Our Virtual Switch got smarter in Windows Server 2008 R2. In Windows Server 2008, VMs are susceptible to MAC spoofing. MAC spoofing is where a (generally) malicious machine pretends to be another machine on a network (there are legitimate applications which do spoof MAC addresses though – Network Load Balancing being one such example).
A MAC (Media Access Control) address in physical NICs is burnt in, although it can usually be over-ridden. In a virtual machine environment, there’s no physical counterpart, so we have to “make up” our own addresses. In fact, that can sometimes cause other networking issues which I talked about last year.
The virtual switch in Hyper-V is a learning layer 2 switch – in other words, it routes packets based on MAC addresses. Therefore, if a malicious VM starts sending out packets with a MAC address owned by another machine, it causes the switch to re-learn. This in turn can cause DoS (Denial of Service) attacks, and the potential for the malicious virtual machine to see packets which weren’t destined for it. Hence, in our security recommendations, we state that as a security best practice, you should consider (in Hyper-V v1 at least) placing virtual machines of a similar security integrity level on the same virtual switch and not share the switch with virtual machines of a different security integrity level.
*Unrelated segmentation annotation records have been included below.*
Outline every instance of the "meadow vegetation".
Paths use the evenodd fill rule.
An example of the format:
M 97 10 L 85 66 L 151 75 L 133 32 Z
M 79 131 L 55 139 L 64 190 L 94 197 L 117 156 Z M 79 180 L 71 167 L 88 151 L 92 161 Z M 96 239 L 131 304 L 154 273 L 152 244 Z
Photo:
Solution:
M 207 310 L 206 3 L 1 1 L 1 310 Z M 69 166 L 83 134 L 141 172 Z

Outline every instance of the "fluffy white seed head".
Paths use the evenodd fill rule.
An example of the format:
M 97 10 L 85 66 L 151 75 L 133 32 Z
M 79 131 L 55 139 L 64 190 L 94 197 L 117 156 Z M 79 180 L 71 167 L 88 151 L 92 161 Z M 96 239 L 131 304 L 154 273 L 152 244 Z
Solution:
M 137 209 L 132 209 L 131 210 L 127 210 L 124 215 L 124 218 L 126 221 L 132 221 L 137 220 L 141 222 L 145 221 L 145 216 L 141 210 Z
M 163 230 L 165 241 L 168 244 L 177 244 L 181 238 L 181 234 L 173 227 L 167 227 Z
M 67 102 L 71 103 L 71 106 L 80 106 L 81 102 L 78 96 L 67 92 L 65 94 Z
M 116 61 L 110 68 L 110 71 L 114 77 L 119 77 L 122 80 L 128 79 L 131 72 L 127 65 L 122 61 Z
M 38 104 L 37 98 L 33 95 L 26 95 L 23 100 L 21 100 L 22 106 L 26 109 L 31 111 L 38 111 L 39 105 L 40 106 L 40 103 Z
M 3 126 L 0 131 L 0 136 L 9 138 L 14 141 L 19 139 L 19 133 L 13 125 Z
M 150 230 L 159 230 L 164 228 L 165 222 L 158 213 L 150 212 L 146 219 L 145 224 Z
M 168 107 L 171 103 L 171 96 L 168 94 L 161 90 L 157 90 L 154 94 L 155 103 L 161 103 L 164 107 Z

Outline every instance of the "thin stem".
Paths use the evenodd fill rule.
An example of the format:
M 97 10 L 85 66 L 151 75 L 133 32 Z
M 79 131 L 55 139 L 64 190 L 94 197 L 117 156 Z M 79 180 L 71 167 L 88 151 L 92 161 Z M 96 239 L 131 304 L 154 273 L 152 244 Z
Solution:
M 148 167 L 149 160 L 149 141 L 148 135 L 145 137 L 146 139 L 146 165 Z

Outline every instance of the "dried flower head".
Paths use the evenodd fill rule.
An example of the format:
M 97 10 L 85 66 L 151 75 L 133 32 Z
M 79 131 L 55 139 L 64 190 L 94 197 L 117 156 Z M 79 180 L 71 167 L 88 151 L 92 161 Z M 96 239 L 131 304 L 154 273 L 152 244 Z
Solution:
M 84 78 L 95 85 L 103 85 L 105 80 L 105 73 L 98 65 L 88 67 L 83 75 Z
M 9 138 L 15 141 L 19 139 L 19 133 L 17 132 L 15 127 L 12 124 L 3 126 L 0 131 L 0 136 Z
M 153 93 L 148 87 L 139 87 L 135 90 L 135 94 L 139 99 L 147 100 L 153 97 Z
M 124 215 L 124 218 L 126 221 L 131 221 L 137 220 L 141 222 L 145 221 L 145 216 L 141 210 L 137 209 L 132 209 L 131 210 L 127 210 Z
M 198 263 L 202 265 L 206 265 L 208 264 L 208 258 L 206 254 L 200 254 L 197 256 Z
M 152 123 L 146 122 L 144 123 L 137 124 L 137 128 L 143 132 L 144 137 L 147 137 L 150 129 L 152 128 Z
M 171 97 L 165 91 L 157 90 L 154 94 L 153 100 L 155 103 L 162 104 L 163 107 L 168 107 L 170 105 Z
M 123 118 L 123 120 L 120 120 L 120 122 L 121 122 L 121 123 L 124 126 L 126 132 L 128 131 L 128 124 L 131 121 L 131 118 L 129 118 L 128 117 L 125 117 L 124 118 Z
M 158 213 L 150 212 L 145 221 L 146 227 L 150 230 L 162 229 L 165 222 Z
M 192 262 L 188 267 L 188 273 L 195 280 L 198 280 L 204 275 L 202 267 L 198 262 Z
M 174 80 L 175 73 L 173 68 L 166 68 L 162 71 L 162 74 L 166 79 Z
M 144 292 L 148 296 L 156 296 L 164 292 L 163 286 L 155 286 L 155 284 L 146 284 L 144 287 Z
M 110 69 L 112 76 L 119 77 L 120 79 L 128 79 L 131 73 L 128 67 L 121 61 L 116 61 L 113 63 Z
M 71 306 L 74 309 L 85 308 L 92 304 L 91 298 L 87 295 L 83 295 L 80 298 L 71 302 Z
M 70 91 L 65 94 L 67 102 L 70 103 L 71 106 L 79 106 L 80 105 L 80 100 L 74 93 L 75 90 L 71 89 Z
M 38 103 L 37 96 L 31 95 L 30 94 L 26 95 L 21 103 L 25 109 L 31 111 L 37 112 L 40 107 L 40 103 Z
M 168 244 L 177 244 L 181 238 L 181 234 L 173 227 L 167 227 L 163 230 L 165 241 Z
In Windows Server 2008 R2, we introduced several changes in the switch to make it smarter. Each virtual switch port has a new property (exposed in our WMI model as AllowMacSpoofing) which is off by default. We also expose this property in the settings page for a virtual machine. Note that to see this setting, you must be using the UI from Windows Server 2008 R2 or RSAT in Windows 7 Client.
When the checkbox is not checked (i.e. the port is in “secure” mode):
When the checkbox is not checked (i.e. the port is in “less secure” mode):(6/15/2009 - fixed typo, removed word "not" above)
The above applies to virtual NICs used by virtual machines. We treat virtual NICs in the parent partition slightly differently and there is no setting to put that NIC into “secure” or “less secure” mode. The virtual NIC in the parent partition is always pinned in the routing table, but they receive flooded unicast traffic, learning is enabled on the switch port and can send using any MAC address.
And thanks again for Keith Mange for pulling the above information together :)
PingBack from http://windows7live.info/?p=10657
Under what scenario would you choose "Less secure'?
Joay - for example if the application running in a VM needs to send packets out with a source MAC other than the configured MAC address for the VM - Network Load Balancing (NLB) does this.
Our Virtual Switch got smarter in Windows Server 2008 R2. In Windows Server 2008, VMs are susceptible
I think you have a typo above...
"When the checkbox is not checked (i.e. the port is in “secure” mode):
"When the checkbox is not checked (i.e. the port is in “less secure” mode):
Good spot - thanks Jason (and to others who mailed me direct). I've corrected the post.
Any pointers on how to setup the virtual network when the switch will only accept the physical MAC address?
Hi, what about spoofing IP addresses? It seems the virtual switch is not yet 'smart' enough for ACL's to be configured. In a hosted environment any customer's VM can steal the IP of another VM in the same subnet or even worse the gateway ...
... I would really like to here your comments on this issue. Yes I am talking about selling VM's as opposed to an internal environment so layer 2 security is essential.
Madshark - the Hyper-V virtual switch is a layer 2 switch in both 2008 and 2008 R2. As such, to enforce seperation at layer 3, there are a few options. One is to use seperate physical NICs (obviously somewhat limiting in terms of scalability). VLANs will also provide full separation. There are some software solutions out there from vendors such as fivenines too.
Ultima Hosts - are you saying the *physical* switch port will only accept the physical MAC address? The virtual switch doesn't have a MAC address itself - VMNics (or the VNic in the parent partition if configured) have MAC addresses. If the physical switch port is ACL'd to only allow the MAC address of the physical NIC, you need to relax security on that switch port to allow all traffic for the VMNics (and optionally the parent vNIC) for traffic to be able to flow.
Normally when you enable NLB in unicast mode your will encounter switch flooding because the traffic is send to all switch ports. You can solve this by enabling NLB in multicast with IGMP mode.
But what happens when you enable NLB in unicast mode on Virtual Machines (hosted on Hyper-V)? Technically, does switch flooding occur as well? Another question is, does it actually support NLB in multicast (with IGMP) mode?